Wednesday the Rangers announced that captain Ryan Callahan will be out 10-14 days after suffering a left shoulder subluxation as a result of a third-period fight with the Flyers' Max Talbot in the Rangers' 2-1 win on Tuesday. The injury is a temporary and partial dislocation, which is the best-case scenario for what looked to be a much more serious injury at the time.

"What it means is that the shoulder joint, the ball in the socket, the ball slides part of the way out but doesn't get stuck out," said Dr. Brad Parsons, an orthopedic surgeon at the Icahn School of Medicine at Mount Sinai, who is a shoulder specialist but does not work with NHL players.

"If it's just a subluxation, the deep structures of the shoulder might have gotten stretched or strained — the ligaments and muscles, and that obviously causes pain. But usually a period of rest, two weeks or so, will allow the shoulder inflammation to resolve or get better."

The competitor in Callahan will not take the rest easily, but the good news is that he is a hockey player, where most of the sport is played with his arm below shoulder level. As opposed to a sport where his arm might be above his head, Callahan's recovery will be dictated by how long it takes to regain strength and flexibility rather than structural mending.

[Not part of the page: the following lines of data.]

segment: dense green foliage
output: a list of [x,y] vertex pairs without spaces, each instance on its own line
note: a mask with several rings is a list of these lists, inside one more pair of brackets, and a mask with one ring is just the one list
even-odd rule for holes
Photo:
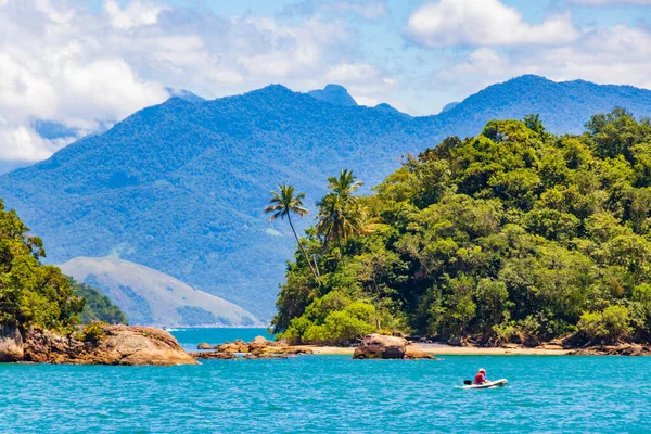
[[80,315],[82,323],[88,324],[97,321],[108,324],[128,323],[125,314],[111,302],[111,298],[87,284],[73,282],[73,286],[75,295],[86,299]]
[[30,237],[12,209],[0,200],[0,323],[66,329],[78,322],[84,298],[56,267],[42,265],[39,238]]
[[347,242],[307,231],[321,273],[289,265],[276,330],[331,343],[379,329],[649,341],[651,124],[614,110],[586,128],[493,120],[409,157],[356,200],[363,225]]
[[0,196],[46,240],[55,264],[119,256],[268,319],[295,242],[284,222],[264,218],[276,184],[294,182],[317,199],[326,193],[319,180],[342,167],[372,186],[399,167],[400,155],[448,135],[476,135],[489,119],[537,112],[552,131],[578,131],[615,105],[649,115],[651,92],[529,76],[413,118],[280,86],[215,101],[171,99],[0,176]]

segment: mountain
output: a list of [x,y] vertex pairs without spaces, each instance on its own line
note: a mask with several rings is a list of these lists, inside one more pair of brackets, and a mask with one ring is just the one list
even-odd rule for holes
[[278,183],[294,183],[314,205],[343,167],[368,189],[400,156],[476,135],[492,118],[539,113],[552,132],[579,132],[615,105],[649,116],[651,91],[524,76],[424,117],[335,105],[278,85],[205,102],[171,98],[0,176],[0,197],[52,246],[48,260],[117,256],[266,320],[294,244],[288,225],[267,225],[263,213]]
[[445,113],[445,112],[449,112],[450,110],[455,108],[457,105],[459,105],[458,102],[448,102],[447,104],[445,104],[445,106],[441,110],[441,113]]
[[339,85],[328,85],[323,89],[310,90],[308,95],[331,104],[355,107],[357,102],[350,97],[346,88]]
[[128,260],[78,257],[64,273],[108,296],[139,326],[260,326],[251,314],[178,279]]
[[390,114],[394,114],[394,115],[401,115],[401,116],[408,116],[409,115],[407,113],[403,113],[400,111],[398,111],[397,108],[388,105],[387,103],[383,102],[381,104],[375,105],[373,108],[383,112],[383,113],[390,113]]
[[186,100],[188,102],[204,102],[205,99],[197,95],[196,93],[192,93],[187,89],[174,89],[174,88],[165,88],[167,93],[169,93],[169,98],[180,98],[181,100]]
[[12,159],[12,161],[5,161],[5,162],[0,161],[0,175],[8,174],[8,173],[15,170],[17,168],[21,168],[21,167],[27,167],[33,164],[34,164],[34,162],[26,162],[23,159],[21,159],[21,161]]

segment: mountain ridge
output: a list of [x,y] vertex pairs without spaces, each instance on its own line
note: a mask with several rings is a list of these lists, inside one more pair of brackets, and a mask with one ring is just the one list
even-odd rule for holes
[[[268,226],[261,210],[276,184],[295,183],[311,207],[342,167],[368,189],[401,156],[470,137],[492,118],[540,113],[562,133],[623,101],[651,114],[649,90],[592,86],[524,76],[420,117],[335,105],[281,85],[212,101],[171,98],[0,176],[0,197],[52,246],[51,261],[115,253],[268,319],[293,253],[289,228]],[[572,102],[580,89],[588,93]]]

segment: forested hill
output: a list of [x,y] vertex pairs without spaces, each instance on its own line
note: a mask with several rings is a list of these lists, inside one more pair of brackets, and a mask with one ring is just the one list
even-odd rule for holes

That and pain management, which never has seemed like a problem for the 5-foot-11 ball of energy from Rochester.

"There might be pain," Dr. Parsons said. "But as long as it's not giving him symptoms, in a few weeks, he'll be able to do all the things he'll need to be successful again."

The team, on the other hand, is a different story. What the Rangers need to be successful is to do their best attempting to fill Callahan's multi-faceted role, not just as a locker room leader, but as a penalty killer, a power play staple, and an even-strength grinder with a bit of touch.